Italian Easter Traditions and Food

 

Each religious festival has its typical dishes linked to symbolic and cultural meanings, today we discover the story of the Easter dove.

Colomba is a soft and leavened dessert, with candied fruit and a crunchy coating of icing and almonds. Its peculiarity is precisely the shape that represents a dove, a symbol of peace and salvation.

The white dove with an olive branch in its beak has always been associated with Easter. This image appears for the first time in Genesis: at the end of the universal flood, it was a white dove that brought an olive branch to Noah on the ark which meant the lowering of the waters and therefore the restoration of peace and salvation.

Italian Easter traditions are different in each Italian region, but the Colomba is the most commercially widespread throughout Italy.

Many legends have flourished around the Easter dove. Let’s see them together and then discover the true story of the Easter dove.

 

The story of Italy’s Easter Cake 

traditional italian easter food

According to tradition, the Easter dove is a Lombard cake that dates back to the Lombard period.

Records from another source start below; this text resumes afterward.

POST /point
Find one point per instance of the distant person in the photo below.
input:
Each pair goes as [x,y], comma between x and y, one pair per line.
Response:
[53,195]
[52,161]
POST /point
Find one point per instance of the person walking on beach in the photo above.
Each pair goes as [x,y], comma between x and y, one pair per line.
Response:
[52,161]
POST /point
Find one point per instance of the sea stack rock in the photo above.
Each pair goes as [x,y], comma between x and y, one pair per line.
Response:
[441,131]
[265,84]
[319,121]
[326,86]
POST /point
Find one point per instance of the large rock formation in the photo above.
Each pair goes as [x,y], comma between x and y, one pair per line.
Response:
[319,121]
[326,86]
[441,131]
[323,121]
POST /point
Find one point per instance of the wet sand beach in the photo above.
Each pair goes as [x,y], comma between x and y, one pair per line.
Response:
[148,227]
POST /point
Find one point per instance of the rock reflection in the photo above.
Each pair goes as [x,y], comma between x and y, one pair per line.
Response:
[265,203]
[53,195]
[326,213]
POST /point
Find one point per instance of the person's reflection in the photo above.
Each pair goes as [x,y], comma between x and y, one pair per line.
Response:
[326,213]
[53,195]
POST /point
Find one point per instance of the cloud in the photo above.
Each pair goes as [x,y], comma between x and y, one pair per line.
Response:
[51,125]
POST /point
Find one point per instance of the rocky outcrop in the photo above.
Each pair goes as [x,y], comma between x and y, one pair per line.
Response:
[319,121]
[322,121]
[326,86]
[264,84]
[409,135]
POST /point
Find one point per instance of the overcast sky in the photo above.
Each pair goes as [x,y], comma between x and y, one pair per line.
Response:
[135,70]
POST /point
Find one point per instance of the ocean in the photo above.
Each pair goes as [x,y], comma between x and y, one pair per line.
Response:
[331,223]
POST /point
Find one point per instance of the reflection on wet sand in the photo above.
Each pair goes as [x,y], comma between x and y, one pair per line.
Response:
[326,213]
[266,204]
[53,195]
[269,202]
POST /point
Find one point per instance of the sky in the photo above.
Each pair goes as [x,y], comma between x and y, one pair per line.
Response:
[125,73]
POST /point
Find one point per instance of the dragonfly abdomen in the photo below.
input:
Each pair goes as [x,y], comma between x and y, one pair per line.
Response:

It is in Lombardy that all the legends that speak of it are set, especially in the Pavia area and involve Longobard saints, miracles, wars, queens and kings.

The siege of Alboin

In 572, Pavia had been under siege by King Alboin for three years. When the barbarians were about to enter the city, legend has it that the Pavesi gave them sweets in the shape of a dove. This gesture of reconciliation was very welcome by the invaders, so much so that, according to legend, they avoided plundering the city and indeed made Pavia the capital of the newborn kingdom.

 

Queen Theodolinda and San Colombano

Around 610, the court of Queen Teodolinda of the Lombards hosted San Colombano with a group of Irish pilgrims during the period of Lent. The sovereign offered her guests dishes of meat and game, but San Colombano at that time was observing Lent, which typically includes fasting and other forms of penance. In order not to offend his guests, when the saint blessed the dishes, he transformed the meat into loaves in the shape of a dove.

The battle of Legnano

The battle of Legnano in 1176 is famous for the victory of the Communes of the Lombard League over the Germanic Emperor Federico Barbarossa. It is said that two doves alighted on the banners of the League. Interpreting this scene as a symbol of courage, a leader had loaves made in the shape of a dove to prepare men for battle.

The link with Christmas

These legends are a clear indication of the existence of Easter cakes in the shape of a dove already in ancient times. The Easter cake as we know it today, however, has much more recent origins. It’s the 1930s: Turin celebrates with the Easter egg, a recently invented chocolate egg-shaped cake.

The artist and advertiser Dino Villani has the intuition of reusing specific Motta machines to produce panettone, the Milanese Christmas cake, to create a very similar dough to be marketed during the Easter period. A dove-shaped mold was chosen for the spring dessert. Thus it was that the Easter dove was marketed throughout Italy.

 

Focaccia or Venetian dessert?

A version of the dove cake also exists in Veneto. Since the time of the Serenissima, the fugassa or focaccia indicates sweet preparations. There is also a variant of the fugassa in the shape of a dove, with a glaze of almonds, ermelline hazelnuts, and granulated sugar.

The “dove” version seems to have been known in Verona since the end of the nineteenth century. This demonstrates that, even before large-scale commercialization, dove-shaped sweets were already known and loved in Italy and have been part of the Italian Easter traditions for a long time.